MEASURING YOUR WAY TO HEALTH: “QUANTUM HEALING”
The other main source of misused quantum mechanics is “alternative” medicine. Bookshops and the Internet abound with people pitching quantum mechanics as the key to health, wealth, and long life.
The most common form of these claims involves quantum measurement. Fraudsters note that in quantum theory states aren’t determined until they are measured. They then claim that the key to health is simply to measure yourself as healthy. You can live forever, in this line of thinking, by running a quantum Zeno effect experiment on yourself—if you’re always measuring yourself to be in fine health, quantum measurement will see to it that you never get sick.
The best example of this line of quantum quackery is Deepak Chopra, who even has a book titled Quantum Healing (Bantam, 1990), the first of a string of bestselling alternative medicine books.

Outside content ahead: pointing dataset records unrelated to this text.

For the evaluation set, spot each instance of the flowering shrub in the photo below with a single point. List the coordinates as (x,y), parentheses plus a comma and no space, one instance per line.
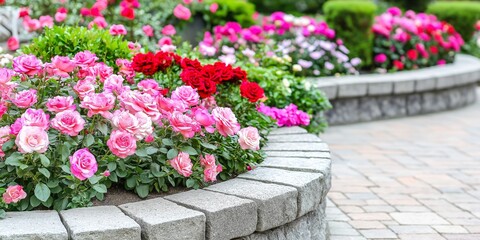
(72,127)
(308,45)
(411,40)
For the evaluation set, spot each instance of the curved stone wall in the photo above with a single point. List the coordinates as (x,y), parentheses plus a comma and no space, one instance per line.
(284,198)
(382,96)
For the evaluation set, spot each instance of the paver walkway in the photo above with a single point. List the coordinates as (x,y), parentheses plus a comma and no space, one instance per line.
(410,178)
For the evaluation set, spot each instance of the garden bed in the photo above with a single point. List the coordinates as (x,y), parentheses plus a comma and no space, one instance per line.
(382,96)
(283,197)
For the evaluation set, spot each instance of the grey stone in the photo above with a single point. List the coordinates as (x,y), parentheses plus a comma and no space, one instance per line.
(380,88)
(352,88)
(227,216)
(393,106)
(288,131)
(369,109)
(414,104)
(277,204)
(297,146)
(98,223)
(293,138)
(320,165)
(162,219)
(310,186)
(40,225)
(298,154)
(405,86)
(309,227)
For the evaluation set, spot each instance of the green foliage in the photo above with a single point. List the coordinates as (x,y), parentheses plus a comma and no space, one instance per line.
(289,6)
(239,11)
(462,15)
(352,21)
(67,41)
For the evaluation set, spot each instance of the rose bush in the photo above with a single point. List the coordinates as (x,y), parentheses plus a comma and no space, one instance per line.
(413,40)
(72,127)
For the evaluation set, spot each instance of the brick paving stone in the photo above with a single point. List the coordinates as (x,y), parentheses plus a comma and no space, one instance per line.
(419,176)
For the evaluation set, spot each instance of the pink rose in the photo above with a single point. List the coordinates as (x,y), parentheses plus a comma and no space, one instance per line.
(122,144)
(225,121)
(98,103)
(182,12)
(14,194)
(248,138)
(25,98)
(210,173)
(32,139)
(214,7)
(186,94)
(59,104)
(68,122)
(35,118)
(27,64)
(60,17)
(84,88)
(85,59)
(4,137)
(134,101)
(183,124)
(83,164)
(63,66)
(169,30)
(13,44)
(207,161)
(148,30)
(182,164)
(116,30)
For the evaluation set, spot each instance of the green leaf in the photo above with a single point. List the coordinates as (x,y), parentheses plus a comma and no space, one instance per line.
(45,172)
(42,192)
(190,182)
(44,160)
(172,153)
(89,140)
(142,152)
(190,150)
(8,145)
(14,159)
(208,145)
(101,188)
(142,190)
(151,150)
(167,142)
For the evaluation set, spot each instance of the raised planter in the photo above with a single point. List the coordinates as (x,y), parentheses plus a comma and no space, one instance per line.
(382,96)
(284,198)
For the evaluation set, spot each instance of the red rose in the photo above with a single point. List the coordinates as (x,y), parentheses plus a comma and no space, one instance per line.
(412,54)
(128,13)
(398,65)
(239,74)
(145,63)
(252,91)
(164,60)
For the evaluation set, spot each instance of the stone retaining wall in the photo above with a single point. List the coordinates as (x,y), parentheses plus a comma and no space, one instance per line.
(382,96)
(284,198)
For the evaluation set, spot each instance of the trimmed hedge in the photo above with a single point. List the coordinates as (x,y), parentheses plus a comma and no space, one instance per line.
(352,21)
(462,15)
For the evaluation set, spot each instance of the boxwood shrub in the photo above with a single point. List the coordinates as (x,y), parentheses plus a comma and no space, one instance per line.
(67,41)
(352,21)
(462,15)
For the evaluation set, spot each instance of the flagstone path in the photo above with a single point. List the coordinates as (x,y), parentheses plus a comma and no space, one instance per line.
(409,178)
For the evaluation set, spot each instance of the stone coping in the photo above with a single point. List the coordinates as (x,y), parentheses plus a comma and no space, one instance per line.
(282,196)
(465,70)
(370,97)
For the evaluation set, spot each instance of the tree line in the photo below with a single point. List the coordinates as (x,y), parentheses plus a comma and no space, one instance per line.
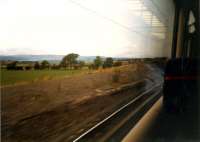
(71,61)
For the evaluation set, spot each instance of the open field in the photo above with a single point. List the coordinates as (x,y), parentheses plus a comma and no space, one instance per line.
(11,77)
(62,109)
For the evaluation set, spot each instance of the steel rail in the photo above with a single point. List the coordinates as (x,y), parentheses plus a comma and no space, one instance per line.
(116,113)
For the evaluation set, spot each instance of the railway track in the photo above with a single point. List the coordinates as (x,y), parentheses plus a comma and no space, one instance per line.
(119,123)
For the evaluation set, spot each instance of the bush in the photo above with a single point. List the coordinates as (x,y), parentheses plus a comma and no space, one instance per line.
(116,76)
(117,64)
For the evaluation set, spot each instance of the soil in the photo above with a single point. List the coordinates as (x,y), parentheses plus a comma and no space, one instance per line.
(62,109)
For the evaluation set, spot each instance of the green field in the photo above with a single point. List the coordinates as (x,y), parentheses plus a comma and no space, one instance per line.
(9,77)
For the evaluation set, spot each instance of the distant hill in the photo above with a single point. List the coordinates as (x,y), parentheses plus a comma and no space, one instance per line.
(40,57)
(51,58)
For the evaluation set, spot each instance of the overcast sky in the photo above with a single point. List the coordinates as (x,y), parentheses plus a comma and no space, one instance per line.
(86,27)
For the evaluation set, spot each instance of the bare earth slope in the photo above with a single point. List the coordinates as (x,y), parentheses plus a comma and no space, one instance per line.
(60,110)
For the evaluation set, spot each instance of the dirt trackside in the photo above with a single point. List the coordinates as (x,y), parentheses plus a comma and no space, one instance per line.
(62,109)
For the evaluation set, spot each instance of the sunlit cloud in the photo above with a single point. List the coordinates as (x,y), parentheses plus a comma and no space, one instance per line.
(87,27)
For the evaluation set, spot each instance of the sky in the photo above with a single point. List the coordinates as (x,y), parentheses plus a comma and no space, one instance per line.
(86,27)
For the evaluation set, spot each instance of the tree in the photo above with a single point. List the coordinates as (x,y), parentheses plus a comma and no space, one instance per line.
(45,64)
(117,63)
(81,64)
(12,65)
(37,66)
(108,63)
(69,60)
(97,62)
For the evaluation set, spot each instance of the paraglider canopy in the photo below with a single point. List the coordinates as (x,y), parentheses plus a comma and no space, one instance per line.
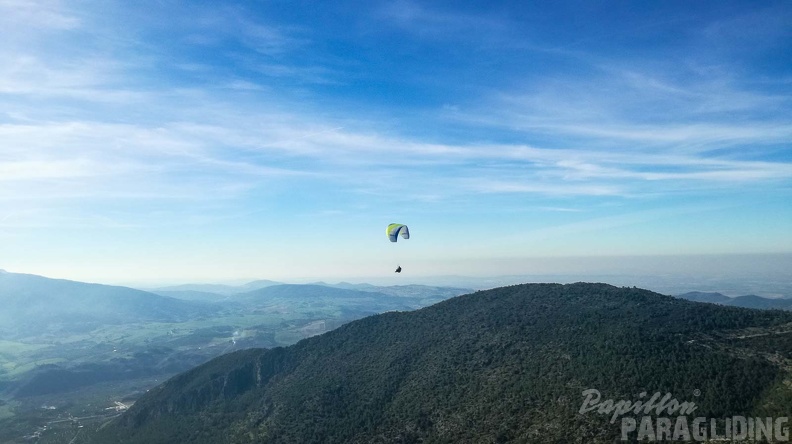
(394,230)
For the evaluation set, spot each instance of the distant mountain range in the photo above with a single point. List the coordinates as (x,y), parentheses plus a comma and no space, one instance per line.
(33,303)
(748,301)
(503,365)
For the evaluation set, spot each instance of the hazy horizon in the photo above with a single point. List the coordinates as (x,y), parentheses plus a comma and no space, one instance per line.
(154,141)
(733,275)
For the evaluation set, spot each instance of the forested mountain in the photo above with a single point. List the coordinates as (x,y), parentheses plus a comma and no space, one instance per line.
(503,365)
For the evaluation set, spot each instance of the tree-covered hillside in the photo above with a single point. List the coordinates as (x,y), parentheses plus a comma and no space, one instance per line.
(503,365)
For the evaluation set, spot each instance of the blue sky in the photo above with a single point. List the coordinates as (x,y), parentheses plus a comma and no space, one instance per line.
(205,141)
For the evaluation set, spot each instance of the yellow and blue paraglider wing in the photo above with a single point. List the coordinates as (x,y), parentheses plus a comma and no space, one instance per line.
(394,230)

What is “quantum healing,” you ask? Chopra offers a one-paragraph explanation in a 1995 interview:
Quantum healing is healing the bodymind from a quantum level. That means from a level which is not manifest at a sensory level. Our bodies ultimately are fields of information, intelligence and energy. Quantum healing involves a shift in the fields of energy information, so as to bring about a correction in an idea that has gone wrong. So quantum healing involves healing one mode of consciousness, mind, to bring about changes in another mode of consciousness, body.*
He uses a lot of scientific-sounding terms, but this is just word salad. It has all the scientific validity of the technobabble on old episodes of Star Trek—all he’s missing is a call to “reverse the polarity” of something.
He expands on these ideas in Ageless Body, Timeless Mind (Harmony, 1994) whose subtitle promises a “Quantum Alternative to Getting Old.” His explanation of the physical basis of his ideas shows an impressive ignorance of history, boldly declaring that “Einstein taught us that the physical body, like all material objects, is an illusion, and trying to manipulate it can be like grasping the shadow and missing the substance” (p. 10). This is almost exactly the opposite of Einstein’s view, as we saw in chapter 7. Einstein was profoundly disturbed by the idea of quantum indeterminacy, which Chopra takes to an entirely new level, arguing that nothing actually exists:
Because there are no absolute quantities in the material world, it is false to say that there even is an independent world “out there.” The world is a reflection of the sensory apparatus that registers it … All that is really “out there” is raw, unformed data waiting to be interpreted by you, the perceiver. You take “a radically ambiguous flowing quantum soup” as physicists call it,* and use your senses to congeal the soup into the solid three-dimensional world. [p. 11]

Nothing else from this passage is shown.